Further, if DAFF is presently unable to even regulate and administer the 2200 small-scale fishers, how on earth will it administer an additional 7000 quota holders in far flung rural districts in the Pondoland and northern KZN? 

Second, the Amendment Bill seeks to give legal recognition to "co-operatives", which would allow such entities to apply for and hold commercial fishing rights. Feike's view has always been that co-operatives in the South African fishing industry must be avoided based on past experiences. 

Of course, for Tina Joemat-Pettersson and her cadres at DAFF, logic, history and past experience are things one scoffs at and ignores. And so they proceed to insist that a square is the best shape for the wheel despite evidence the world over that the circle works best. 

That said, we nonetheless are of the view that the proposed inclusion of "co-operatives" as set out in the Amendment Bill should not be opposed provided that small-scale commercial quota holders are not forced to only hold rights in co-operatives. Whether one wants to operate as a fishing co-operative must be a choice freely made. 

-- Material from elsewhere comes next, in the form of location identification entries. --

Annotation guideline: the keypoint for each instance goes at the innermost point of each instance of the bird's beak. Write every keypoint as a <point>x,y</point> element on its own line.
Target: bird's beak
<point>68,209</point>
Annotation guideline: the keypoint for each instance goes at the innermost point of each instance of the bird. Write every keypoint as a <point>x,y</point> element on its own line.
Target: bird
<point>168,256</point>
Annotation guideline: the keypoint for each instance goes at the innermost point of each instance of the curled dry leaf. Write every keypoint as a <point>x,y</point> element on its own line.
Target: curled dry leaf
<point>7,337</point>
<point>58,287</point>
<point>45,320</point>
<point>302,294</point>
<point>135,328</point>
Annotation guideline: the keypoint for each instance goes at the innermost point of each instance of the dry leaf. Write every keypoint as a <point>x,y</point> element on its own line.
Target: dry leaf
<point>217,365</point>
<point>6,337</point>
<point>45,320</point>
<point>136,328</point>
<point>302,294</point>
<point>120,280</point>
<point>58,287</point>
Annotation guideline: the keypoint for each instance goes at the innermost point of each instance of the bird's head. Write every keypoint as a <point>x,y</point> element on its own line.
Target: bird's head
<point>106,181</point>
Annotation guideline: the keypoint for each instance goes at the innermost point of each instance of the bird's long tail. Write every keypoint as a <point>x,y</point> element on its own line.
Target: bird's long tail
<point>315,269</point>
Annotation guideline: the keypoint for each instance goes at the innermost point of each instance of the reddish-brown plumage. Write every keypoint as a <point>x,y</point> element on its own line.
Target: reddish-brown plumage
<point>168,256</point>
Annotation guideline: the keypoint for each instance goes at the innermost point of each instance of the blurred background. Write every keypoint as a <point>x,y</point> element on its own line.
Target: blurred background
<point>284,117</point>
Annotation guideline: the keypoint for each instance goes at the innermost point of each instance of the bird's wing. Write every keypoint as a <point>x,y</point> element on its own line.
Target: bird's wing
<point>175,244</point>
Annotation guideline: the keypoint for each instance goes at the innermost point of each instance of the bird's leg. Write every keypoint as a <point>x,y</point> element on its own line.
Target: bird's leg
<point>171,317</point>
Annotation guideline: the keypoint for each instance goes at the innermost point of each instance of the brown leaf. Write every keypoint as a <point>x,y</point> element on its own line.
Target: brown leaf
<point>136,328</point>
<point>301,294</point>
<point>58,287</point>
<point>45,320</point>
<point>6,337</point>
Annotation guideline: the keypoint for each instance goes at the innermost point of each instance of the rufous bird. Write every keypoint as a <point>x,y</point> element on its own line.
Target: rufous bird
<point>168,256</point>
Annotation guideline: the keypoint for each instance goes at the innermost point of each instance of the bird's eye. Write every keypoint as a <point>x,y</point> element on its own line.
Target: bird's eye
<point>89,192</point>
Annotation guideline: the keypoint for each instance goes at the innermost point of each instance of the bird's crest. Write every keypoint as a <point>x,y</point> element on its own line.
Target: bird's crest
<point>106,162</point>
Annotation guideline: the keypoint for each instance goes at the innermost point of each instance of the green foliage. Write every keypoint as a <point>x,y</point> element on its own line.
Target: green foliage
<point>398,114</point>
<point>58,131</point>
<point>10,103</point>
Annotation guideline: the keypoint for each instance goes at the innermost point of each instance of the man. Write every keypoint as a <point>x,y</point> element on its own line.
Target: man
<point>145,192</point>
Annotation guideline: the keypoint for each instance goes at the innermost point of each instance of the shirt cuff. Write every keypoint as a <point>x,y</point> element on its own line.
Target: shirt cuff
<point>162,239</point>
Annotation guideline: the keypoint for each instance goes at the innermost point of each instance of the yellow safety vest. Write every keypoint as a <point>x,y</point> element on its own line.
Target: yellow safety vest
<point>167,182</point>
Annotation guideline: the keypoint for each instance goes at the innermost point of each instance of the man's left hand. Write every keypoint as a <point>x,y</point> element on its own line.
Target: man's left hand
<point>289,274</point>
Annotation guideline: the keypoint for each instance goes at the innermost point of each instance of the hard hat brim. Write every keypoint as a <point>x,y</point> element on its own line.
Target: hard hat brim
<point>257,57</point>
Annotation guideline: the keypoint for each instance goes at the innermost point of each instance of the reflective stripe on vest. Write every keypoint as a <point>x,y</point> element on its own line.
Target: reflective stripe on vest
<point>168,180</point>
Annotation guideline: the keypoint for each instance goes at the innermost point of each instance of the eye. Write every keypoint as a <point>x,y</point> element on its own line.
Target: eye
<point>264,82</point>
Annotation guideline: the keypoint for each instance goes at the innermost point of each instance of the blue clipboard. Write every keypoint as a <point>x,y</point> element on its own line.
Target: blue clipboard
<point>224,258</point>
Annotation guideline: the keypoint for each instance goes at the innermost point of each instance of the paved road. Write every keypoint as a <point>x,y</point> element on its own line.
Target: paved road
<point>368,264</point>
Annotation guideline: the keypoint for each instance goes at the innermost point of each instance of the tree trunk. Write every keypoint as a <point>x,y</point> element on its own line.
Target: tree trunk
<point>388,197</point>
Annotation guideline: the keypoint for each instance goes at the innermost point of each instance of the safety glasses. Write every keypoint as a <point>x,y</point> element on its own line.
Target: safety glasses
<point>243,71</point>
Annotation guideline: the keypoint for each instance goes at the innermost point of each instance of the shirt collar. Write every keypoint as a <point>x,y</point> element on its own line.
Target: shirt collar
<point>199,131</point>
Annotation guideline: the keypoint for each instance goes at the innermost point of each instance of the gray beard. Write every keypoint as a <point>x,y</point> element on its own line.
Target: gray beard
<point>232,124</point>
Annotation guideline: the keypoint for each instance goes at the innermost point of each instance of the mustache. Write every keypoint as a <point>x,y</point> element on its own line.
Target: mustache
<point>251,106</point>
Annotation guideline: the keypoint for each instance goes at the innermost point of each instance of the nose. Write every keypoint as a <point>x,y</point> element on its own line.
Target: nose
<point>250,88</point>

However, let us not forget that when the SACFC co-operative exploded into pieces and 3000 destitute fisherman converged on Parliament in 2003 demanding assistance and support from the portfolio committee, the politicians literally fled and abandoned the fishermen. When the co-operatives fail again, will Joemat-Pettersson and her cronies accept responsibility for their flawed decisions? And how will they redress the inevitable socio-economic harm that would have ensued? 

Timetable: What we do understand is that the Amendment Bill has been introduced into Parliament as a section 75 Bill. This means that the Amendment Bill must be voted on and supported by a majority of members of the National Council of Provinces (NCOP). The Bill must still come before the Fisheries Portfolio Committee and the NCOP Select Committee on Agriculture. Parliament's third term ends on 20 September (in 5 days' time). The fourth and final term starts on 7 October and ends on 8 November. At the very best, the Fisheries Portfolio Committee will be able to hold an initial set of public hearings on the Amendment Bill during the fourth term. The NCOP may also elect to hold public hearings especially since the Amendment Bill directly and seriously affects the rights and interests of 7000 subsistence fishers in rural KZN and Eastern Cape as pointed out above.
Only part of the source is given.